You Can’t “Outsmart” Trauma. That’s Actually Not How Trauma Works. Or, What Doesn’t Kill You Makes You Traumatized and Increasingly Unable to Function.

I’ve been thinking a lot about trauma lately as I contemplate my increasingly vulnerable and terrifying station as a chronically ill woman who will have to rely on the long-term care and concern of others if I am to survive.  For some reason I found this topic exceptionally difficult to write about in a coherent and meaningful way and in my experience as a somewhat seasoned social critic, that usually indicates that there is some thought-termination around the issue and that I am working my way through something that is not meant to be dissected and understood and that is probably the case here.  For whatever reason, this post seems like it just does not want to be written, and as a writer and a creative person I can and do respect that, so I am giving up on the idea of writing a proper post about it.  I have scrapped a dozen versions of this post and I’m glad they are gone.
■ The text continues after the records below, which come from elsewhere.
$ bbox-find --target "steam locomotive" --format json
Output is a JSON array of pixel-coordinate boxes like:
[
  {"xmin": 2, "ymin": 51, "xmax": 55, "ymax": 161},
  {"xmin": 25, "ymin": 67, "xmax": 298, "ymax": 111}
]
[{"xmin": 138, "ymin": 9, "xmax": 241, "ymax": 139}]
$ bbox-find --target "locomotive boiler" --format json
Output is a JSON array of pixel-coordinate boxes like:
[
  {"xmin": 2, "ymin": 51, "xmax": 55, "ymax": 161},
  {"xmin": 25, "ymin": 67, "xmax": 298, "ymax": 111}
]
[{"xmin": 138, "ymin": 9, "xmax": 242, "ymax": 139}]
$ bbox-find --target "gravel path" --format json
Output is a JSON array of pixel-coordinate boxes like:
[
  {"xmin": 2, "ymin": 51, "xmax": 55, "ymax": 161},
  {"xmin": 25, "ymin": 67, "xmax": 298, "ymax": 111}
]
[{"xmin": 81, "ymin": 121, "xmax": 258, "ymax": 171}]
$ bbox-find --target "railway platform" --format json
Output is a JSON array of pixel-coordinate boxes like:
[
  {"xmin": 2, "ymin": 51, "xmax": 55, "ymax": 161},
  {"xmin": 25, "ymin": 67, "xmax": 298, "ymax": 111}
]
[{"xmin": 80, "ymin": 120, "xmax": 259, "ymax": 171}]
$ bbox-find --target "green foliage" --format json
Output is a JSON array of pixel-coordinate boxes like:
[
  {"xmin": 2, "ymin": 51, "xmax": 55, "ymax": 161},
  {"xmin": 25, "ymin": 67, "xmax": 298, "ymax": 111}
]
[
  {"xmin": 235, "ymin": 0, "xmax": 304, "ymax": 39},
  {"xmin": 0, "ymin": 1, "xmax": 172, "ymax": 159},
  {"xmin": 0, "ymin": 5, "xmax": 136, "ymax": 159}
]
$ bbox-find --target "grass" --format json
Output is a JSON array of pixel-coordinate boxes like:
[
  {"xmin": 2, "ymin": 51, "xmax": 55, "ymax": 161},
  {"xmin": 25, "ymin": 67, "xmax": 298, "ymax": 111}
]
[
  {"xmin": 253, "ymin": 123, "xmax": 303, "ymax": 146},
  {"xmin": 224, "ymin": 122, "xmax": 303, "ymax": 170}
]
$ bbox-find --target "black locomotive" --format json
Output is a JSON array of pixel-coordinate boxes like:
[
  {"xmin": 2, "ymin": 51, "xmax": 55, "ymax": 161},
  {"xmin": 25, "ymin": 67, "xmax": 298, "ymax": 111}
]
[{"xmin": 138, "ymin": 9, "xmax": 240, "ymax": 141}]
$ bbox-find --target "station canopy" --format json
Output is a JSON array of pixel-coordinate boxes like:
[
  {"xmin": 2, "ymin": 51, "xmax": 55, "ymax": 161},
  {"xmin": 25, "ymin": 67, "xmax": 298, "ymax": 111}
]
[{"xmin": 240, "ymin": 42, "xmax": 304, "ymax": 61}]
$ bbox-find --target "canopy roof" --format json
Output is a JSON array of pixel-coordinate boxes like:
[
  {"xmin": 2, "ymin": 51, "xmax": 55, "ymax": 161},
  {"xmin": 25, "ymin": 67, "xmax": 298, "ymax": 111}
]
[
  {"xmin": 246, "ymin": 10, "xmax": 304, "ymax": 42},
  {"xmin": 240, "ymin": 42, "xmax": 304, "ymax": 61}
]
But there is something that I — not my muse — would like to say about trauma, about women’s experience with trauma, how it affects us, and what little can probably be done about it.  But little is not nothing, and where there is anything women can do to avoid trauma and to avoid becoming traumatized, women seriously need to do everything in their power to avoid it.  The effects of trauma on our long-term physical and mental well-being are just too serious to ignore and we cannot keep letting this happen to us; we are told that “what does not kill us makes us stronger” but this is a reversal, and a lie.  And besides, there are probably worse things than death and it seems to me like trauma may be one of those things.  In reality, the constant traumas women experience that stop short of killing us only make us weaker, sicker, and less able to function.  For women, the effect of constant trauma is that we are neither here nor there — we end up the walking dead.